All of those factors have really come into play and we’re mirroring that collaboration that the government is recognizing as necessary in the cyber fight. At Peraton, we have structured an organization to really focus on that and develop our ‘horizontal capability,’ which is useful for issues like zero-trust that are applicable across the board.

We have that capability within our company. We can share that across the board in the health sector, the space domain or other key areas of expansion in our industry. But as we really talk about specialized cyber operations and information operations as well as signals and intelligence, Peraton has that all in one place.

I’ve already mentioned zero-trust as being applicable across all our customers, but another area that hasn’t received much attention is something like insider threat.

A lot of people characterize insider threat as a cyber challenge because insider threat can manifest itself as a risk to data systems or networks. At Peraton, we really look at insider threats as a people challenge. Within our cyber organization, we include behavioral scientists who are conducting research on the human elements of behavior that could lead to an insider threat and work to get ahead of those challenges.
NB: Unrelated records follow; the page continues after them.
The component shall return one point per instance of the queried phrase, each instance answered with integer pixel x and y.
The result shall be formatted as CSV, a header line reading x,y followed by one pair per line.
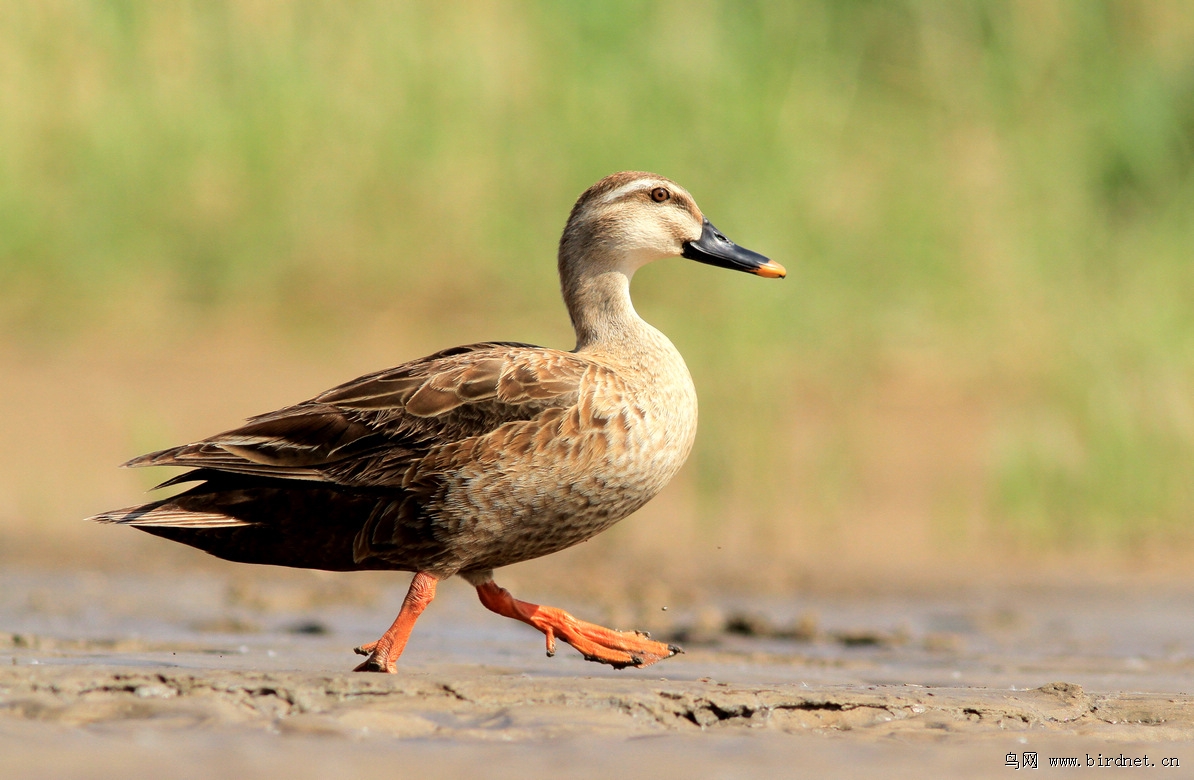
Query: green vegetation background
x,y
991,198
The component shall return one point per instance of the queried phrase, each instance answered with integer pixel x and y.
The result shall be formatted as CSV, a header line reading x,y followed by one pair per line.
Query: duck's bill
x,y
715,249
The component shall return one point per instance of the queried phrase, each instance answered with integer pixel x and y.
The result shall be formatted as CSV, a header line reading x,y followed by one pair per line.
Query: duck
x,y
478,456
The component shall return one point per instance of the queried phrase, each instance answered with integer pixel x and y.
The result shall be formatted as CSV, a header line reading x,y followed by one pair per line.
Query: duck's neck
x,y
601,309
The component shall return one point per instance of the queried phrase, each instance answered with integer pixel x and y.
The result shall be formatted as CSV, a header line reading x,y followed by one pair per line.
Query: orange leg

The human element of cybersecurity is a key theme for Peraton. We’re conducting research and contributing to government task forces by making recommendations to help our customers address their state of thinking around behavioral science.

More broadly, as we think about cybersecurity, it is still performed by people. Those people are in short supply and in very high demand today. As Peraton looks to make investments, we look at how to bring automation to help those cyber operators do their jobs more effectively, not to take them out of the loop.”